We use the “lm” function to calculate the linear model.
“NURS_SAL ~ TOT_PAT_DAYS” reads as: “Nursing Salary is explained by Total Patient Days”
attach(x)
x <- x[order(TOT_PAT_DAYS),]
model <- lm(x$NURS_SAL ~ x$TOT_PAT_DAYS)
attach(x)
## The following objects are masked from x (pos = 3):
##
## EXP, MED_INPAT_DAYS, NUM_BEDS, NURS_SAL, PAT_CARE_REV, RURAL,
## TOT_PAT_DAYS
plot(TOT_PAT_DAYS,NURS_SAL, pch=21, cex=1, bg='ivory4', main="Nursing Salary vs. Total Patient Days", xlab = "Total Annual Patient Days (in hundreds)", ylab = "Average Annual Nurse Salary (in hundreds of $)")
plot(TOT_PAT_DAYS,NURS_SAL, pch=21, cex=1, bg='ivory4', main="Nursing Salary vs. Total Patient Days with Regression Line", xlab = "Total Annual Patient Days (in hundreds)", ylab = "Average Annual Nurse Salary (in hundreds of $)")
abline(model$coef, lwd=2.5, col='dodgerblue4')
par(mfrow=c(1,1))
model.res <- resid(model)
plot(fitted(model), model.res, pch=21, cex=1, bg='ivory4',main="Plot of Fitted Values vs. Residuals (Not Standardized)", xlab = "Fitted Values of Model", ylab = "Residuals")
abline(0,0, lwd=2.5, col='dodgerblue4')
The plot below shows the data graphed with the total patient days as the independent variable, and total annual nurse salary as the dependent variable. It also displays the 95% Confidence Interval, which means that for 95% of samples, the true value will exist between those two lines.
model_pred <- predict(model, interval="confidence")
plot(TOT_PAT_DAYS,NURS_SAL, pch=21, cex=1, bg='ivory4', main="Nursing Salary vs. Total Patient Days with Regression Line", xlab = "Total Annual Patient Days (in hundreds)", ylab = "Average Annual Nurse Salary (in hundreds of $)")
abline(model, lwd=2.5, col='dodgerblue4')
lines(TOT_PAT_DAYS, model_pred[,2], lty=2, lwd=2.5, col='dodgerblue2')
lines(TOT_PAT_DAYS, model_pred[,3], lty=2, lwd=2.5, col='dodgerblue2')

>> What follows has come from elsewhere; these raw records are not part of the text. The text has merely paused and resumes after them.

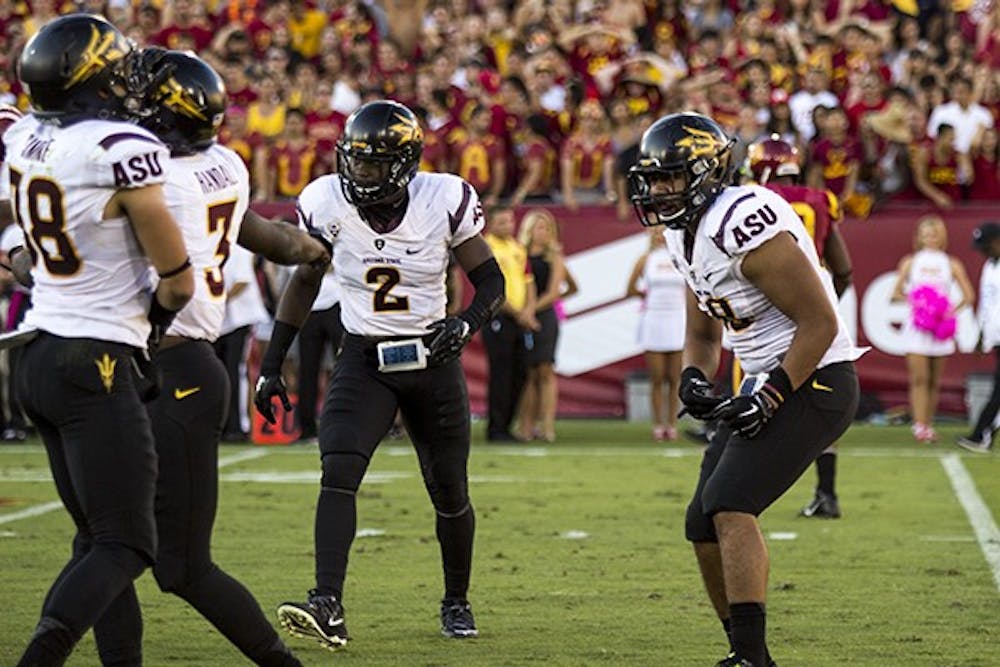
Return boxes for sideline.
[941,454,1000,591]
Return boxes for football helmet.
[337,100,424,206]
[747,134,801,185]
[141,47,226,155]
[628,113,735,229]
[18,14,132,122]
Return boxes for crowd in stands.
[0,0,1000,219]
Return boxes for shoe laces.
[441,599,475,628]
[309,589,344,619]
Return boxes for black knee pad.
[320,452,368,493]
[91,542,151,579]
[684,499,719,542]
[424,478,469,517]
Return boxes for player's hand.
[427,317,472,366]
[712,366,792,440]
[253,373,292,424]
[132,350,163,403]
[678,366,726,419]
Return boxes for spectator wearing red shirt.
[306,79,347,156]
[911,123,972,209]
[257,109,329,200]
[969,127,1000,200]
[844,72,886,135]
[454,104,507,206]
[559,100,615,212]
[219,106,264,192]
[510,114,559,206]
[152,0,214,51]
[807,107,863,209]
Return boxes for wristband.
[260,320,299,376]
[157,257,191,279]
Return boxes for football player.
[629,113,860,667]
[89,47,330,667]
[4,14,194,665]
[255,100,504,650]
[747,134,852,519]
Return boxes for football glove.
[427,317,472,366]
[677,366,726,419]
[253,373,292,424]
[712,366,793,440]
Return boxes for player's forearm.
[237,211,329,265]
[274,264,323,329]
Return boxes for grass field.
[0,421,1000,667]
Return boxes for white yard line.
[0,500,62,525]
[0,449,270,525]
[941,454,1000,590]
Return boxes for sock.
[729,602,767,667]
[17,616,79,667]
[315,487,358,602]
[436,504,476,600]
[816,452,837,498]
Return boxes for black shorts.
[319,334,470,476]
[525,308,559,366]
[16,333,157,562]
[686,361,858,542]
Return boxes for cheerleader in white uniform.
[892,215,975,442]
[627,228,686,441]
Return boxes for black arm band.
[260,320,299,375]
[459,257,504,333]
[158,257,191,279]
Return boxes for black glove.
[678,366,726,419]
[712,366,793,440]
[132,349,163,403]
[253,373,292,424]
[427,317,472,366]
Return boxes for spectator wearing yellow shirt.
[483,207,540,442]
[288,0,326,60]
[247,75,285,140]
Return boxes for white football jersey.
[164,144,250,341]
[3,116,170,347]
[664,185,864,373]
[298,172,484,337]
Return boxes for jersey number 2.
[365,266,410,313]
[205,199,236,297]
[10,169,80,276]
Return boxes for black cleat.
[278,591,350,651]
[441,598,479,639]
[799,490,840,519]
[715,651,778,667]
[955,436,993,454]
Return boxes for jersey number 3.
[10,169,80,276]
[205,200,236,297]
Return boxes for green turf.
[0,421,1000,667]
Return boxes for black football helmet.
[628,113,735,229]
[337,100,424,206]
[18,14,132,122]
[140,47,226,155]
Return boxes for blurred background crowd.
[0,0,1000,444]
[0,0,1000,214]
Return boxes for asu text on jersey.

The confidence interval does seem to fan out at both the smaller and larger values. This may indicate that there are more values in the middle range, so there are more values to base the model on. Therefore, there is more confidence in that range of data.
summary(model)
##
## Call:
## lm(formula = x$NURS_SAL ~ x$TOT_PAT_DAYS)
##
## Residuals:
## Min 1Q Median 3Q Max
## -6034.0 -786.8 3.4 779.0 2530.8
##
## Coefficients:
## Estimate Std. Error t value Pr(>|t|)
## (Intercept) 1829.913 507.024 3.609 0.00071 ***
## x$TOT_PAT_DAYS 7.077 1.664 4.253 9.23e-05 ***
## ---
## Signif. codes: 0 '***' 0.001 '**' 0.01 '*' 0.05 '.' 0.1 ' ' 1
##
## Residual standard error: 1436 on 50 degrees of freedom
## Multiple R-squared: 0.2656, Adjusted R-squared: 0.2509
## F-statistic: 18.09 on 1 and 50 DF, p-value: 9.231e-05
As seen in the summary of the model, the estimate of the y-intercept is 1,829.913, and the slope of the model is 7.077. This means that for an annual patient days of value 0, the value of average annual nurse salary is $1,829. With a slope of 7.077, this says that for each additional unit of total patient days (in hundreds of days), the average annual nurse salary increases by 7.077 units, where one unit is a hundred dollars.
The R^2 value for the model is 0.2656. Generally, a larger R^2 value indicates a stronger relationship between the independent and dependent variables, where an R^2 of 1 would indicate a perfect correlation, and a 0 would indicate zero correlation. With this R^2 value of 0.2656, we can say that variation in the independent variable, total patient days, can explain 26.56% of the variation in the dependent variable, annual nurse salary. This is not a particularly high R^2 value, and therefore a large percent of the variation in the dependent variable cannot be explained by the independent variable.
Another indicator of the strength of the model is the p-value, which in this case is 9.231 x 10^-5. This is a very small value, and it is the probability that the F-statistic (in this case 18.09) is due to randomization alone - showing that this event is very unlikely. If we analyze using an alpha of 0.05, the p-value is less than 0.05. Therefore, we may reject our null hypothesis, which states that the variation in nurse salary cannot be explained by anything other than randomization. Instead, we suggest an alternative - that variation in total patient days may help to explain the variation in annual nurse salary.